Questa volta fu Valerio con un cenno a dirgli che non si sarebbe fermato. Lo salutò con garbo e disse: «Vecchio, ho da decidere ancora cosa mangiare per cena e mi chiudono tutti se non mi do una mossa.»
«Ti inviterei volentieri da me se il pasto non fosse preparato dalla mensa di un ospizio di merda», rispose l’anziano mostrando la dentiera.
Lo studente sorrise a sua volta poi cambiò espressione toccandosi la fronte.
«Che c’è? Hai studiato molto anche oggi, non è così? Ai miei tempi non si studiava così tanto.»
«Ai tuoi tempi non si facevano un sacco di cose a cominciare dal sesso prematrimoniale.»
«Per l’amor del cielo…Ah ma se ora avessi la tua età, cosa non farei.»
«Ora ti saluto di nuovo ma domani sarò felice di offrirti un caffè.»
*SEDICIMILA VISUALIZZAZIONI*
Alle undici di sera passate la vaschetta di merluzzo surgelato annegava sul ripiano del cucinotto e le gocce cadevano poco alla volta dalle pieghe della busta della spesa. Poco più in basso, il forno lasciato a scaldare a centotrenta gradi emetteva una luce arancione fioca e nel buio la ventilazione sembrava lamentarsi della griglia vuota.
Lo studente rimaneva disteso dall’altra parte della parete a cibarsi gli occhi di gente che mangiava online. Abbassò il volume delle casse interne ricordandosi che il coinquilino si era lamentato la sera prima per lo stesso motivo. Prima di staccare, lesse un paio di commeFnti sotto il video tradotti automaticamente dal russo e dal francese e provò un senso di impotenza nell’aver studiato solo l’inglese. Fece due colpi di tosse. Si rigirò nelle lenzuola come se volesse ricostruire un guscio che lo proteggesse dalle sue carenze nelle lingue straniere. Era ugualmente a disagio e senza riparo come il merluzzo crudo rimasto nella plastica ormai spogliato del ghiaccio.
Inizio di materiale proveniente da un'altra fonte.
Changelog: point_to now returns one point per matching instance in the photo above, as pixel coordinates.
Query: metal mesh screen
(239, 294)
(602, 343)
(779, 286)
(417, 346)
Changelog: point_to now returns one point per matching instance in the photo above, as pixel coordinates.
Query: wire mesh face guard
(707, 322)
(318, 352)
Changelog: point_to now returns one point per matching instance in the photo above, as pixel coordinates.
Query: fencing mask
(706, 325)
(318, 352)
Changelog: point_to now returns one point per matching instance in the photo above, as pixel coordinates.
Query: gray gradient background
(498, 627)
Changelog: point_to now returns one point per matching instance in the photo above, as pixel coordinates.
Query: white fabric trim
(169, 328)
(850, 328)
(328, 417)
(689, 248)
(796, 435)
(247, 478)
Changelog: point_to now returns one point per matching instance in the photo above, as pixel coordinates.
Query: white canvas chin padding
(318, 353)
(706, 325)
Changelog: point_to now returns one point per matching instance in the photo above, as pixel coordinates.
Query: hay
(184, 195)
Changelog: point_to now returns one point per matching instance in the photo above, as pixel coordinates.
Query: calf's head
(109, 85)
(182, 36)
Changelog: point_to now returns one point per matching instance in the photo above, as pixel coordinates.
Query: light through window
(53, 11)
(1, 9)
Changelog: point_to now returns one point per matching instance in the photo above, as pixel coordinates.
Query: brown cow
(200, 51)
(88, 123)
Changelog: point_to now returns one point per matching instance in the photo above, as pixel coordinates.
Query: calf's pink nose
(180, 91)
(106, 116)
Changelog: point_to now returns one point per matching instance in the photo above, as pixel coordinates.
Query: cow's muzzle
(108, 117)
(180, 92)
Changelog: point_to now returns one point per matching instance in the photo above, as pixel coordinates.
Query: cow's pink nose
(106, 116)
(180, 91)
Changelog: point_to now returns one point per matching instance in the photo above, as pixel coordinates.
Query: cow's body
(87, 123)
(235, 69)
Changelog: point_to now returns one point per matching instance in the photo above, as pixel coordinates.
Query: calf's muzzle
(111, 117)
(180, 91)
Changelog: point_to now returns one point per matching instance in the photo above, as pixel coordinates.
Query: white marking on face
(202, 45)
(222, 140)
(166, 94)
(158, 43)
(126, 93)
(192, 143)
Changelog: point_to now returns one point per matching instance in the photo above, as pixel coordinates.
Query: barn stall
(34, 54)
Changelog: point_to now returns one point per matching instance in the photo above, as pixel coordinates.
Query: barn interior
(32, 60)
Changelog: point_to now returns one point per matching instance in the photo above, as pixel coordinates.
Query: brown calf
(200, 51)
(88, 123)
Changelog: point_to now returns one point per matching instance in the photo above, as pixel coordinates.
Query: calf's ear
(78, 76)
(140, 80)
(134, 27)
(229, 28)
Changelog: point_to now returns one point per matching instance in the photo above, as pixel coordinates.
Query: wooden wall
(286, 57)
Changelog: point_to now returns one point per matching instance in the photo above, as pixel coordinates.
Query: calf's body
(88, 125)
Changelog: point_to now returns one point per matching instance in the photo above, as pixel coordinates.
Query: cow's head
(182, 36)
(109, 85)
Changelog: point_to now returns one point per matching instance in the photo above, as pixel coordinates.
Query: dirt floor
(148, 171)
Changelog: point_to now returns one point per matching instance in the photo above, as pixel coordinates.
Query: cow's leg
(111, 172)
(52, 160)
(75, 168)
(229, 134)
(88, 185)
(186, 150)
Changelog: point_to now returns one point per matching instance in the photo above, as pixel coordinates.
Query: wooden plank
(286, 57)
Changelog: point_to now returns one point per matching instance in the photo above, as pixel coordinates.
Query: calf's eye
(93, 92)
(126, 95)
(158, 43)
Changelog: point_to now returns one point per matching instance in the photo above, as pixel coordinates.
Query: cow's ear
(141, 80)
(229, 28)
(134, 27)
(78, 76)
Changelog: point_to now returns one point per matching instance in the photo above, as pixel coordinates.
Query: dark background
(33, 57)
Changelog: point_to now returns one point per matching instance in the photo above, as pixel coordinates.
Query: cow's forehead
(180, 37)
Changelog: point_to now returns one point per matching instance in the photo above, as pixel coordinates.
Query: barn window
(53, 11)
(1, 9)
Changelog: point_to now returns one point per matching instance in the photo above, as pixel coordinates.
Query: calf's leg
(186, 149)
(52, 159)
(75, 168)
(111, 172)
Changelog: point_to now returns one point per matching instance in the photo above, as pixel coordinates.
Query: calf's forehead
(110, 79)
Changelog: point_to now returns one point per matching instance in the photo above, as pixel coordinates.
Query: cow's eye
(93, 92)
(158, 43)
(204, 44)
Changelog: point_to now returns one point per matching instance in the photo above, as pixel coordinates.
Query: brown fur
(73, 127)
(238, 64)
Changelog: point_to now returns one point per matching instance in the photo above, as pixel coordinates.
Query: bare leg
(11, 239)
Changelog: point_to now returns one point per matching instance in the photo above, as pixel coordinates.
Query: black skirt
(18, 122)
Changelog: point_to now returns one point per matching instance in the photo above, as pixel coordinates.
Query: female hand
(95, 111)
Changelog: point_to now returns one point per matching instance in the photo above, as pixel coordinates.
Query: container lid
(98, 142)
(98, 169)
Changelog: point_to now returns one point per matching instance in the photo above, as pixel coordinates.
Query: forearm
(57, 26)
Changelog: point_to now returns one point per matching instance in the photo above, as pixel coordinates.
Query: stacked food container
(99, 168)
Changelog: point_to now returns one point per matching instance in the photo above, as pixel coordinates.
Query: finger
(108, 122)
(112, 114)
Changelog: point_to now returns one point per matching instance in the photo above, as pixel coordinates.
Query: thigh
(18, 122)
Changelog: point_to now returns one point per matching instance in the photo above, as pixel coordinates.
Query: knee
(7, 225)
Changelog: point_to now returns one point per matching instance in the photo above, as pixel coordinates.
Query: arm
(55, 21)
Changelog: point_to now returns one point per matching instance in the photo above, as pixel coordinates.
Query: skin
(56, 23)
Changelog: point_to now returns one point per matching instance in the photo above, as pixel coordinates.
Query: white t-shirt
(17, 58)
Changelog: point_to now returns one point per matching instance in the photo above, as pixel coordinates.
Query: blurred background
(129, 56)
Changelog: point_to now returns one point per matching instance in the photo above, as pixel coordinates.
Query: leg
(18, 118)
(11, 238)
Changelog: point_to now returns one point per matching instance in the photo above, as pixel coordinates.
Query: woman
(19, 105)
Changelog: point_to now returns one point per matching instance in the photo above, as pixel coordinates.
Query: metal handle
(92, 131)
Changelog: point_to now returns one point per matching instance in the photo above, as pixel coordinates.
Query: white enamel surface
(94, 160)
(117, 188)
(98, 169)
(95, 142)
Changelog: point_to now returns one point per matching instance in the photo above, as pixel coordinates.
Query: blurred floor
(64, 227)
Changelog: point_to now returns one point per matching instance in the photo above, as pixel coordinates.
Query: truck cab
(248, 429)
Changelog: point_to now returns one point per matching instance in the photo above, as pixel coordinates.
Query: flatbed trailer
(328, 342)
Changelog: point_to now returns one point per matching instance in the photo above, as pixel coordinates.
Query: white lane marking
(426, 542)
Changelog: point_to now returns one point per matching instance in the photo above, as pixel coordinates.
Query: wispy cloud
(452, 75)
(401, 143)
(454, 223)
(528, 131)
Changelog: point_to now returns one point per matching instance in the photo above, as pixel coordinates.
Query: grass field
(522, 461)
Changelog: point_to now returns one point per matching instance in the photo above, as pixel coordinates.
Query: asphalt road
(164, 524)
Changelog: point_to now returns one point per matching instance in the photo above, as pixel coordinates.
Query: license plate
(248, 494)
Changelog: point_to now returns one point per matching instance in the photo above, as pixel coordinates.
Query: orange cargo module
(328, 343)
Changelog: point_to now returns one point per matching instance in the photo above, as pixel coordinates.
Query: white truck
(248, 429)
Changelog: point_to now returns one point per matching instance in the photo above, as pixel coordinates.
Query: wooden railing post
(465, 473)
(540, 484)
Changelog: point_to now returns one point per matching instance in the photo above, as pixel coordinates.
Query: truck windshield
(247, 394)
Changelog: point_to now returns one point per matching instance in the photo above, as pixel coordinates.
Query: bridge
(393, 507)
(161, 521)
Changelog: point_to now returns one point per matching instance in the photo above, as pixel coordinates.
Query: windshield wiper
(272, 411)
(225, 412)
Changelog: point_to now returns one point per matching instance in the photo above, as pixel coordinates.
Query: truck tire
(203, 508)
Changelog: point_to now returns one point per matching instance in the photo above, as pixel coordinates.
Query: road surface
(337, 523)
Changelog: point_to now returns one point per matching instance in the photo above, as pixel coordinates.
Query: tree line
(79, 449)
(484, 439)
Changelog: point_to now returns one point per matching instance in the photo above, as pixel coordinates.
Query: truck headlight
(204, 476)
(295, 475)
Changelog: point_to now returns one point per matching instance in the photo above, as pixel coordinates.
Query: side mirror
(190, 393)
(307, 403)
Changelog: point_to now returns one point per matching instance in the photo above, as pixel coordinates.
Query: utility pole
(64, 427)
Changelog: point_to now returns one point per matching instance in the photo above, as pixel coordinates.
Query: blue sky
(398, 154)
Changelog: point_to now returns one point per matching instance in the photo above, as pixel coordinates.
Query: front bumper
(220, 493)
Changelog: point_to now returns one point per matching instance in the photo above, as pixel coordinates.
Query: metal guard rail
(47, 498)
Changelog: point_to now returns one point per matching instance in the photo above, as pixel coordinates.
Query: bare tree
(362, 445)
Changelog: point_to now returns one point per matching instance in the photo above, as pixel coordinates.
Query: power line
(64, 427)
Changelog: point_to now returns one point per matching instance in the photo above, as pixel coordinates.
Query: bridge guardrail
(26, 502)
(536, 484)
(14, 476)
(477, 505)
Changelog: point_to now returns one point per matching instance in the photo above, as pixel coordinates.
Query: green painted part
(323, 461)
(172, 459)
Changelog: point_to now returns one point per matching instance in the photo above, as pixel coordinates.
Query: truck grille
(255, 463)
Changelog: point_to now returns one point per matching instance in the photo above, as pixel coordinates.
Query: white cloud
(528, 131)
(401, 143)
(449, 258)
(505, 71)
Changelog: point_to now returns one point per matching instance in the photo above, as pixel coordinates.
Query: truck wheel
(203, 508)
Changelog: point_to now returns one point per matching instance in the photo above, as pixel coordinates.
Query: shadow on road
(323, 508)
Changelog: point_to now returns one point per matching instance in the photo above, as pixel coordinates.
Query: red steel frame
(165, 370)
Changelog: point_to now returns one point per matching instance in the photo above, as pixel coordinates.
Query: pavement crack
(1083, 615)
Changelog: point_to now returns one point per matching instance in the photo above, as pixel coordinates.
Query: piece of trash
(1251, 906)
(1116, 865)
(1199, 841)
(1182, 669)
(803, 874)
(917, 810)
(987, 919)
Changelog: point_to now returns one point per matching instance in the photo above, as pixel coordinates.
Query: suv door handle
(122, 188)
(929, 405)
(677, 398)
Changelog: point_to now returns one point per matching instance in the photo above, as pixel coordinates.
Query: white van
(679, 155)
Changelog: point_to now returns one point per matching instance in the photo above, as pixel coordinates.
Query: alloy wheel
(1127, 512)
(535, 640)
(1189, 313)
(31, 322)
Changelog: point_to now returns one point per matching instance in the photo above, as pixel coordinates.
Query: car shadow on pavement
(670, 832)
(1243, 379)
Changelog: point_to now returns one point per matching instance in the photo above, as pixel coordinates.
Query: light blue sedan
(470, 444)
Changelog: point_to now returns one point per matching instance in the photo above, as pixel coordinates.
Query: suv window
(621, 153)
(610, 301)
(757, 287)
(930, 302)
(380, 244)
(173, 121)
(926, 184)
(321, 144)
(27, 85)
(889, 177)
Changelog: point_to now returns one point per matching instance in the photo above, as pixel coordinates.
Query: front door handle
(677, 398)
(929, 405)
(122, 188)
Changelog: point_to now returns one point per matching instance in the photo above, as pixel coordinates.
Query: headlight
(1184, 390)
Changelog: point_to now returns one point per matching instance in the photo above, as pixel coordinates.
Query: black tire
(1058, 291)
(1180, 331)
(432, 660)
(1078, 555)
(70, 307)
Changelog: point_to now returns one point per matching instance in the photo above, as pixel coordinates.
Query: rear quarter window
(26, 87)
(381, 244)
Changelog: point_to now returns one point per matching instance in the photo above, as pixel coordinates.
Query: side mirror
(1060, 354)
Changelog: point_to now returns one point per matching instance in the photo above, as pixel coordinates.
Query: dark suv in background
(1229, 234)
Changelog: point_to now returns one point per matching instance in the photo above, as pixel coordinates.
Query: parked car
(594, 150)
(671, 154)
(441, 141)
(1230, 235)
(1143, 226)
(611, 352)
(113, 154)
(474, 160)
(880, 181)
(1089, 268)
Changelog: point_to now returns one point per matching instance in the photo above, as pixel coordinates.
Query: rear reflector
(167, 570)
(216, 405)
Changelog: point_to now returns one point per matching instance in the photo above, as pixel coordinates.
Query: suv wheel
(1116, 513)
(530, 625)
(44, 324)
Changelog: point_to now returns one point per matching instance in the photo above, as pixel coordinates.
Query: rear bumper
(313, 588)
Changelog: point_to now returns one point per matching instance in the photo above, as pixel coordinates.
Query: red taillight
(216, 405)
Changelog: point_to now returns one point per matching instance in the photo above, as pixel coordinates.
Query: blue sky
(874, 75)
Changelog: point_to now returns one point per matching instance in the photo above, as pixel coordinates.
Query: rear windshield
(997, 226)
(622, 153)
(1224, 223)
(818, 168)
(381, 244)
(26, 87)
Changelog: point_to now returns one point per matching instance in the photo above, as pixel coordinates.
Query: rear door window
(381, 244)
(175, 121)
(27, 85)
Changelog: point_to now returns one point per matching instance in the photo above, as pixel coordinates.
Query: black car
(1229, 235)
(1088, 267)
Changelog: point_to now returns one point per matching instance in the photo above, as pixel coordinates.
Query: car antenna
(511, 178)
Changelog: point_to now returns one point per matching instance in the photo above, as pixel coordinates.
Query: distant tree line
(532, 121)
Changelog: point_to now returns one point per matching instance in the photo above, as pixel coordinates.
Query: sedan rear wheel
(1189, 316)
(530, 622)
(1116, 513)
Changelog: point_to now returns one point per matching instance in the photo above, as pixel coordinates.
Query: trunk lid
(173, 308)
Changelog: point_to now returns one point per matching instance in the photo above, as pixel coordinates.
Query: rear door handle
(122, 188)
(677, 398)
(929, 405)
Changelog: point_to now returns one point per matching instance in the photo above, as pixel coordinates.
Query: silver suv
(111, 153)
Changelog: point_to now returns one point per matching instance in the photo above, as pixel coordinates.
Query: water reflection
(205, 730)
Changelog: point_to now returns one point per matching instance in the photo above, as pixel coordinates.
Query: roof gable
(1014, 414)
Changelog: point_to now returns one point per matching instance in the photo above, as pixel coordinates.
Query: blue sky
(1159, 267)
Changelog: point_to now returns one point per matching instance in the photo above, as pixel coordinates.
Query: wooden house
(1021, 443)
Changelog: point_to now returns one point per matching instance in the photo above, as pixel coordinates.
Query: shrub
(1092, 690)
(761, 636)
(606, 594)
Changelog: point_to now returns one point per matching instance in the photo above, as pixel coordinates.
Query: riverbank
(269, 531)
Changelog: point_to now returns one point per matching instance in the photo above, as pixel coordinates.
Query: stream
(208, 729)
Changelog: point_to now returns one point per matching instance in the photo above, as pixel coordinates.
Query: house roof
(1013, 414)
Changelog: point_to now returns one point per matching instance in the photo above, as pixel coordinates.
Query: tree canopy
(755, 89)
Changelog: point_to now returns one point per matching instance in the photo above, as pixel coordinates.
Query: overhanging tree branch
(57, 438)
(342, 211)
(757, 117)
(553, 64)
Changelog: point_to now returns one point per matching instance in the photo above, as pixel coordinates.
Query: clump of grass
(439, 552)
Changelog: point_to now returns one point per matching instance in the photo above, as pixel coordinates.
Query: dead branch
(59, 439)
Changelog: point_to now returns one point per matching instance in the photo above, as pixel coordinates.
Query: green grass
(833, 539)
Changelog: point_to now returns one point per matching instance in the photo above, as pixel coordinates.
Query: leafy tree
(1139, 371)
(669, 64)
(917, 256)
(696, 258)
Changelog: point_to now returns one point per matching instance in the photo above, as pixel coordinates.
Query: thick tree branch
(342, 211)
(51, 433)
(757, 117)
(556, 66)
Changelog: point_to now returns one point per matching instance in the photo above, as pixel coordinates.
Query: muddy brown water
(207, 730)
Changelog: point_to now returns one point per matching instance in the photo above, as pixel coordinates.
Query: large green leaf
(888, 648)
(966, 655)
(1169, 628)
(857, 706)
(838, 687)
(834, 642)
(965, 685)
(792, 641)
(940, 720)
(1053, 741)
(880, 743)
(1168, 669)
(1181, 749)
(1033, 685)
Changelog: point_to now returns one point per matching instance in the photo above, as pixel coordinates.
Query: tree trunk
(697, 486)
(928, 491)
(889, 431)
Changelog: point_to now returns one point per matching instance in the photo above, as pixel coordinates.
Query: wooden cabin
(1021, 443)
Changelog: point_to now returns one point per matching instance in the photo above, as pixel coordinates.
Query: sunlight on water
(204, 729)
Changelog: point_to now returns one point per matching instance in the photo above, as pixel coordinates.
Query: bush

Perché non lo faccio anch’io? Un video a settimana non mi costa nulla. Se domani vedrò il vecchio potrei chiedergli di mangiare qualcosa con me e registrare. È un format diverso… forse. Valerio rimuginava spostandosi nel suo spazio minuscolo.
Tastò il materasso in cerca del cuscino. L’afferrò con fermezza e ci affondò rapido la testa come una bomba a pochi metri dal suolo e poi “BOOOOM”, riposo.
Fu buffo che al mattino, mentre cercava nel cassetto un paio di mutande pulite, trovò sul fondo una vecchia videocamera regalatagli dai genitori qualche compleanno fa.